The NBU agrees with the logic in principle but is cautious about the pace. The reason is straightforward: faster hryvnia weakening would accelerate imported inflation — because most consumer goods in Ukraine are directly or indirectly linked to imported components or to energy priced in dollars. A more expensive dollar feeds through quickly into shelf prices.
What Devaluation Expectations Mean
The fact that Ukrainians bought $1.9 billion while selling only $1.1 billion is a classic indicator of elevated devaluation expectations.
When people expect the hryvnia to weaken, they try to convert their hryvnia savings into dollars before the dollar becomes more expensive. This dollar demand itself puts pressure on the exchange rate, forcing the NBU to sell more reserves to stabilise it.
This is the mechanism of a self-fulfilling dynamic: the more people believe in depreciation, the more they buy dollars; the more the NBU spends reserves; the more grounds there appear to be for believing in future depreciation.
There are two main tools for breaking this dynamic. The first is raising interest rates, making it more attractive to hold hryvnia. The second is providing credible signals about reserve adequacy and policy commitment. The NBU is currently using both levers simultaneously.
What This Means for Hryvnia Savers and Dollar Deposit Holders
The transition to a managed float represents a meaningful shift in the risk balance between hryvnia and foreign-currency savings.
If you hold hryvnia deposits or government bonds (OVDPs). Hryvnia instruments offer significantly higher nominal returns — deposits at 14–18%, OVDPs up to 25.5% per annum. But that yield is meant to compensate for exchange-rate risk. If the hryvnia weakens by, say, 10% over the year, the real dollar-equivalent return on your hryvnia deposit falls sharply and could turn negative.

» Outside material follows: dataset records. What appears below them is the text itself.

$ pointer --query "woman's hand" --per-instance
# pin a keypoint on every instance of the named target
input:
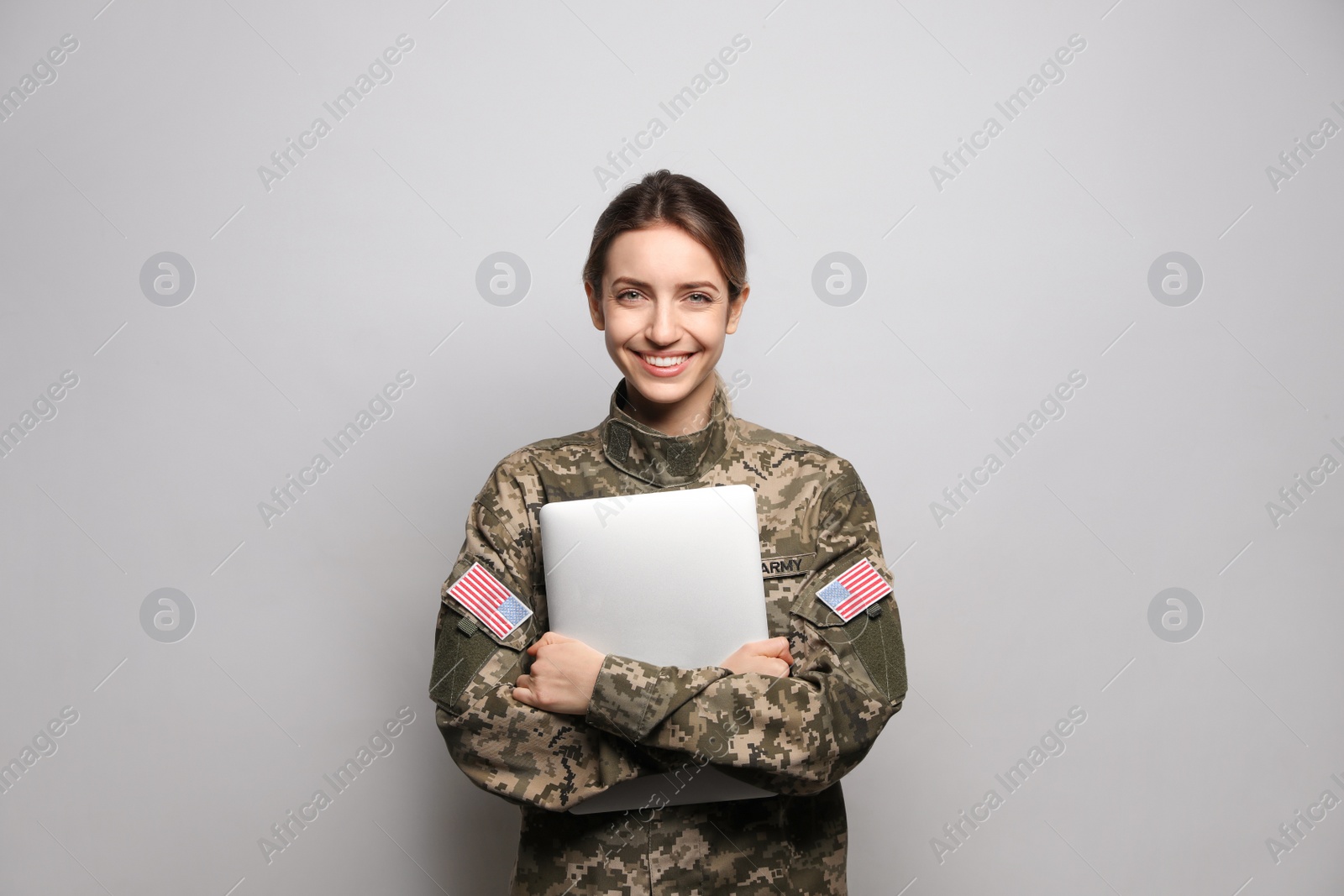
(562, 676)
(770, 656)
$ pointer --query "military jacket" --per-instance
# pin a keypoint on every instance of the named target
(795, 735)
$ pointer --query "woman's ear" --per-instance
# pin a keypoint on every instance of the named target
(595, 307)
(736, 309)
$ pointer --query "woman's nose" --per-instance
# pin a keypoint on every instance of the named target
(664, 328)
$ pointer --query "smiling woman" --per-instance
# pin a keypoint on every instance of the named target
(546, 721)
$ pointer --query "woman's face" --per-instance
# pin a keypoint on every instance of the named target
(665, 311)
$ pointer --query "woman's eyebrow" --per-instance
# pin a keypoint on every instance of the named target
(649, 286)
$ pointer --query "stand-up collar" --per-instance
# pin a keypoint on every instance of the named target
(659, 458)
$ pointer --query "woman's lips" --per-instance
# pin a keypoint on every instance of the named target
(665, 371)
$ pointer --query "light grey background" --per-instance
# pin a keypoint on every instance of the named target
(981, 296)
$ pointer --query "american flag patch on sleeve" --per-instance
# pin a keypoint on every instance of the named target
(853, 590)
(490, 600)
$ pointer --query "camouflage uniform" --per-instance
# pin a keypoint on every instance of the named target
(795, 735)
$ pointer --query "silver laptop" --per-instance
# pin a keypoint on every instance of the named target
(669, 578)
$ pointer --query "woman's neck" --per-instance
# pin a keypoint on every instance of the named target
(682, 418)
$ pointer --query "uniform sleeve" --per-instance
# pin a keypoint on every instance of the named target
(506, 747)
(797, 734)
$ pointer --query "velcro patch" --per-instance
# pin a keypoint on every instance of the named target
(487, 600)
(855, 590)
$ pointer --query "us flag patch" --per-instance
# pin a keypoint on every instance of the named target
(853, 590)
(490, 600)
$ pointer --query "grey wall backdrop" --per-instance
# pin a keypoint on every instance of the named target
(952, 211)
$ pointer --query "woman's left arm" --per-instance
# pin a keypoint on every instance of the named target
(796, 734)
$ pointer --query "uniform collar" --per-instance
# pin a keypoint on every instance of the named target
(659, 458)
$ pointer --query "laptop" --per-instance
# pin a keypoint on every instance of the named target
(669, 578)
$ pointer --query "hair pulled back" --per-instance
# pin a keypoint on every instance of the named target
(663, 197)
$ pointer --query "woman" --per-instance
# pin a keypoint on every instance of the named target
(548, 721)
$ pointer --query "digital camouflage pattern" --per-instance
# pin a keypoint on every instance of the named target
(795, 735)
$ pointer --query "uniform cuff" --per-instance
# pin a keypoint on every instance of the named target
(631, 698)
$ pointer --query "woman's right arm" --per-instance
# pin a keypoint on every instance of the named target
(506, 747)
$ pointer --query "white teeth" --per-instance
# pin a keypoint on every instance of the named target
(669, 360)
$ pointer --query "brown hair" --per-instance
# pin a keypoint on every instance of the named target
(663, 197)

The key question is how fast the hryvnia actually depreciates. With the corridor set at UAH 42.75–47.25 per dollar, the maximum permitted weakening from the lower to the upper bound is roughly 10.5%. If the NBU holds the corridor, aggregate risk is bounded. If the corridor shifts or widens, risk increases.
If you hold dollar deposits. A weakening hryvnia automatically increases the hryvnia-equivalent value of your dollar balance. However, dollar deposit rates in Ukrainian banks are significantly lower — typically 1–4% per annum. You gain on the exchange rate but give up yield.
If you buy imported goods — cars, electronics, pharmaceuticals, fuel. Any weakening of the hryvnia passes directly into higher hryvnia prices for imported goods and services. This is the imported inflation that the NBU is trying to slow.
Practical Takeaway
The move to a managed float is not a crisis and not a surprise. It is a logical step for an economy exiting a rigid peg in a more complex and volatile external environment.
For savers in Ukraine today, three things are worth keeping in mind.
First, exchange-rate risk is now explicit. The corridor defines the boundaries, but they can shift. Hryvnia savings carry real depreciation risk — that risk is built into the higher yields these instruments offer.
Second, diversification remains a sensible approach. Holding part of your savings in hryvnia (earning higher yields) and part in foreign currency (as a hedge against depreciation) is rational risk management, not speculation.
Third, reserve levels are the key indicator to watch. As long as reserves remain adequate, the NBU retains the capacity to defend the corridor. Monitoring the monthly reserve data published by the NBU is at least as important as tracking deposit rates.
The next key moment: the April IMF programme review, which will determine both the future trajectory of the exchange rate and the level of external financing.